There are five such restrictions imposed on you:
Niyati – in terms of space
Kaala – in terms of time
Raga – in terms of attachment and non-attachment, what you consider as related to you or unrelated
Vidya – in terms of knowledge, not what you learn — knowledge as in perception. Your senses are limited to five. There are beings with many other modes of perception.
Kalaa – limitation in terms of action. You can’t do everything that you want. You can’t lift the Himalaya and throw it into the ocean.
These are the five kinds of limitation.
And who imposes all these limitations? — the thirty-first Tatwa called Maya.
So Maya is not illusion.
Maya is a limitation imposed on us to make us function in the world.

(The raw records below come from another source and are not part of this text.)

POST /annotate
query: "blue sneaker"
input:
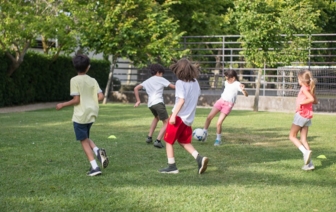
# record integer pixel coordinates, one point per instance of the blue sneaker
(217, 143)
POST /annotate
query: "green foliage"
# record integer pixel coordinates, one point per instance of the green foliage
(39, 79)
(257, 169)
(268, 30)
(139, 30)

When we don’t understand that there is stuff beyond this restricted world experience of ours, it is called Ajnana or ignorance.
It doesn’t mean that you can experience all that is beyond.

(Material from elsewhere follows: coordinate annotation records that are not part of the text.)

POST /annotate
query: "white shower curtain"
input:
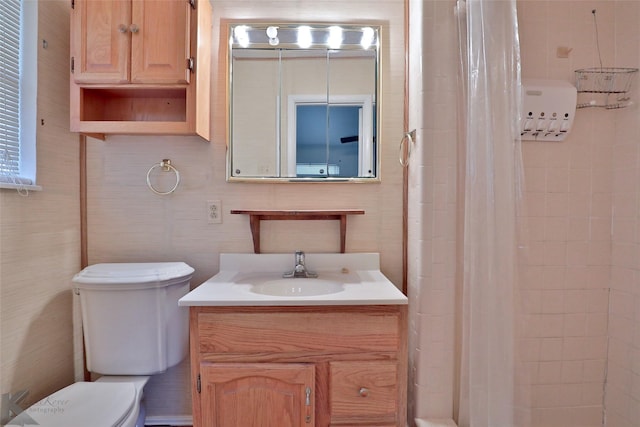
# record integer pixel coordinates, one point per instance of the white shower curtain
(489, 112)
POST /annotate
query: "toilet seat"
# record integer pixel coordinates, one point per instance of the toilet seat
(96, 404)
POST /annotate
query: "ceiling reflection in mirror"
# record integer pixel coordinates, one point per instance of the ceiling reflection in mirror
(303, 103)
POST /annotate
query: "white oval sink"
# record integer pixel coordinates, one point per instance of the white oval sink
(297, 287)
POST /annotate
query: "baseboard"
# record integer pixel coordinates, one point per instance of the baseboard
(177, 420)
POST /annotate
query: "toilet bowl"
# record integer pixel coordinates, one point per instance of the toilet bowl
(133, 328)
(108, 402)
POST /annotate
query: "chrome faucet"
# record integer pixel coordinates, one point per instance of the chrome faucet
(300, 270)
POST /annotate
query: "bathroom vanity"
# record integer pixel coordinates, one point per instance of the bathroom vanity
(276, 355)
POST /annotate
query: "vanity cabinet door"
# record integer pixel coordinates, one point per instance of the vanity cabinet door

Why should nature allow that? The restrictions are there with a purpose.
Why should nature remove them for you, unless you qualify for it?
But not to understand this is called ignorance.
These five plus Maya which imposes these five restrictions — are together called Shat Kanchukas.
Now from here, the spiritual journey begins.
This section is beyond words. Words cannot describe what is beyond these.
Whatever we say beyond these, will not be even a near approximation of what it is.
The effort will be just like trying to measure the distance between Earth and Sun with a six-inch scale.
What is beyond these, we cannot describe.
But our Acharyas, from their own genuine experience of these states, out of mercy, have given us some hints — so that we are not totally in the dark, so that we are inspired.
The thirty-second Tatwa is Shuddha Vidya.
When someone is in this state of awareness, it is the state of starting to realize.
Realisation comes and goes. It is not stable.
At times you feel — I am Shiva, this world is not everything, I am beyond this.
This comes and goes.
The next Tatwa – Ishwara – in this state, you will feel that the world is you yourself, expanded.
World is just an extension of yours.
In Sadashiva Tatwa – you feel that I am myself this world, I am myself this universe.
This would explain why we are talking about ears and nose and hands and legs — when we discuss the structure of the universe, the external world.
Because this is what we ultimately have to realize — that I am myself this universe.
So it is not negation of the external world as unreal. It is more than that.
The last two Tatwas – Shakti Tatwa and Shiva Tatwa – they are interdependent.
In these, it is pure I, Aham.
Not – this universe is my expansion.
Not – this universe is me, myself.
Even beyond.
Pure I.
And between these two — Shakti is penultimate and Shiva Tatwa is the ultimate.
Unchanging, immutable.
From Shakti Tatwa, action begins.
In Shiva Tatwa, it is pure I.
So see, where all He is there.
In Shiva Tatwa as the purest of the pure.
Then Ishwara – that is also Him.
Sadashiva – that is also Him.
As the Lord of Tamo Guna in Prakriti.
As its controller, as Purusha.
In the Pancha Bhutas – as Agni – Rudra – Agni.
In Maya – He is Kaala, time – Kaala Bhairava.
Each of these Tatwas is just a glimpse of Him in various aspects.
There is so much — and we call ourselves Shiva Yogis, know-alls, realized beings, Jeevan Muktas — what not.